Two groups of NOD/SCID mice (n = 5 each) received CB MNCs that were put in culture for 7 days, in the presence or absence of BME. A third group (n = 5) served as a negative control and was injected a saline solution. Mice were sacrificed six weeks after transplantation. The percentage of engraftment, as determined by the human pan leucocytic CD45 marker, significantly increased from 3% in the mice that have received untreated CB MNC cells to more than 10% in the mice which received CB MNC cells cultured in the presence of BME (p<0.05) (Figure 3, upper panel). When subpopulations were examined, the increase in engraftment was significant for the myeloid populations (p<0.05) but not for lymphoid cells (Figure 3, lower panel). Similar results were obtained in NSG mice (n = 4 for each group) which received CB MNCs that were put in culture for 7 days, in the presence or absence of BME. The percentage of engraftment, at 6 weeks of transplantation, significantly increased from 5% in the mice that have received cells cultured without BME to 20% in the mice that received cells cultured with BME (p<0.05) (Figure 4, upper panel). When subpopulations were examined, the increase in engraftment was significant for both myeloid (p<0.05) and lymphoid (p<0.05) populations (Figure 4, lower panel).

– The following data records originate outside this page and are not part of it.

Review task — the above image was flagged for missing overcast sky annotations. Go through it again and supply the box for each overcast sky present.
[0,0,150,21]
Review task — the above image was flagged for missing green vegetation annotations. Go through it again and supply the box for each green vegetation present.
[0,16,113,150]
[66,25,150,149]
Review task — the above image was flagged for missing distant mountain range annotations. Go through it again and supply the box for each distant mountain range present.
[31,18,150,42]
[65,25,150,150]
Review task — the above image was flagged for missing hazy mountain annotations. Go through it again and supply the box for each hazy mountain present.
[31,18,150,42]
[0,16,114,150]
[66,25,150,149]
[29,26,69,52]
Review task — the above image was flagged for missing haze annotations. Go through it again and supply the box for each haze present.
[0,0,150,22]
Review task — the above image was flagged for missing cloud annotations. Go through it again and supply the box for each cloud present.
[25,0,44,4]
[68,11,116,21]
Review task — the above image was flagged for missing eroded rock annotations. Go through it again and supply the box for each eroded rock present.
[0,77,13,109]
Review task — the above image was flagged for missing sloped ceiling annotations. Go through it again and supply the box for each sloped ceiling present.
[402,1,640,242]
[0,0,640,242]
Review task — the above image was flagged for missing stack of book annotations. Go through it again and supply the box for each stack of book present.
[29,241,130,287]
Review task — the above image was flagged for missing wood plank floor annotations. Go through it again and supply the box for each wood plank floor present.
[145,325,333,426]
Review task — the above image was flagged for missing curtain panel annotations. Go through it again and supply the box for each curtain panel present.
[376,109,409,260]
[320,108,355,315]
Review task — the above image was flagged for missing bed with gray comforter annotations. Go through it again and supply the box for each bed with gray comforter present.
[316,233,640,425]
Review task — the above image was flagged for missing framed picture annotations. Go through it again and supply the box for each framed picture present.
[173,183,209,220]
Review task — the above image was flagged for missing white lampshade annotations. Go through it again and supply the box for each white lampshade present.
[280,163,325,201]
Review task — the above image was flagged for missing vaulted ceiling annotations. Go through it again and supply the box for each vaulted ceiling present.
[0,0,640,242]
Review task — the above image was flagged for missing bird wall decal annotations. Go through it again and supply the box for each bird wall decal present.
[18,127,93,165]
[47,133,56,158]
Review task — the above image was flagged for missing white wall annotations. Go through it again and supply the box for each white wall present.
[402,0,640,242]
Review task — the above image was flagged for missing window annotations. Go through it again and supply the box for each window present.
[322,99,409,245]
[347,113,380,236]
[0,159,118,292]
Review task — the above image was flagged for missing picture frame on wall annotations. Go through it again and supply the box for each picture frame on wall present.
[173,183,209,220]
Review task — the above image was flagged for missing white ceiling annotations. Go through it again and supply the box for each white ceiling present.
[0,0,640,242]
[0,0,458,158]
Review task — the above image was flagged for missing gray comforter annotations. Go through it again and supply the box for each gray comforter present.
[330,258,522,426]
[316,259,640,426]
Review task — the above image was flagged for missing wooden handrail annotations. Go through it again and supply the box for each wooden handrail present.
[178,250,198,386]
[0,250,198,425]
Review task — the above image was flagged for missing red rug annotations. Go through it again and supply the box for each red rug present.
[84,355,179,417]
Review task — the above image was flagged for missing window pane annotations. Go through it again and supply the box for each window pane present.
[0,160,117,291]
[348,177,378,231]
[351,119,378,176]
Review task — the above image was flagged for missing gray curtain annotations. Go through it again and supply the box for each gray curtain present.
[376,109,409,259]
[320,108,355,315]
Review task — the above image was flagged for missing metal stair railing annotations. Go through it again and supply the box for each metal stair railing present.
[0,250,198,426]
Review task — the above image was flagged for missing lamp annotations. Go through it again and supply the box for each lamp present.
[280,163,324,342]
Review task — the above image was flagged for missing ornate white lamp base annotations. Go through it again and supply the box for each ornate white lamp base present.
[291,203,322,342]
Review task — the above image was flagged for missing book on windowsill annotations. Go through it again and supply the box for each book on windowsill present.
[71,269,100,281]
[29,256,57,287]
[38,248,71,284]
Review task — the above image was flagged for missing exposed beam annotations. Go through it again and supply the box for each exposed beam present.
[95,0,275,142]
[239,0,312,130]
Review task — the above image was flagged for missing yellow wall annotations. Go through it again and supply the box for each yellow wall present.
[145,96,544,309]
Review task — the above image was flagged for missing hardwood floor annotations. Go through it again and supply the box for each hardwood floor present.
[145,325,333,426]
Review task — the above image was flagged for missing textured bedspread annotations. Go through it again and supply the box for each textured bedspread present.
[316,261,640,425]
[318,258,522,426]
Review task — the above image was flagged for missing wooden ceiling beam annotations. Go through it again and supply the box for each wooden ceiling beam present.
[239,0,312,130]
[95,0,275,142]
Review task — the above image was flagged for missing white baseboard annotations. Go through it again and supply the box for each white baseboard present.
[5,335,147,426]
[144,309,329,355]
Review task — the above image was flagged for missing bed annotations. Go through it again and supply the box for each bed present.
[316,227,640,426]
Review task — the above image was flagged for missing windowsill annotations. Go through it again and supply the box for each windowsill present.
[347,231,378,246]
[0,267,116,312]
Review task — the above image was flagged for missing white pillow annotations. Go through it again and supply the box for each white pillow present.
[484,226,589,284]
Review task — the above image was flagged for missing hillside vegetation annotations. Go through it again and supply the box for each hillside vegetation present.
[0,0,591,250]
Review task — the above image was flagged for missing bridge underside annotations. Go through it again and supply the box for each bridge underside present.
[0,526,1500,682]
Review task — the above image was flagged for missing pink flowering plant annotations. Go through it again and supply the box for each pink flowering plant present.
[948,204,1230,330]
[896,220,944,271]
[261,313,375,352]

Two groups of NOD/SCID mice (n = 5 each) received 3×106 CB MNCs previously cultured for 7 days, in the presence or absence of BME. A third group (n = 5) served as a negative control and were injected with saline. Mice were sacrificed six weeks after transplantation. A) The percentage of engraftment was determined using the human pan leukocyte CD45 marker. B) The contribution of myeloid and lymphoid populations to total human leukocyte engraftment was determined using CD33, CD19 and CD45 markers, respectively. *: p<0.05.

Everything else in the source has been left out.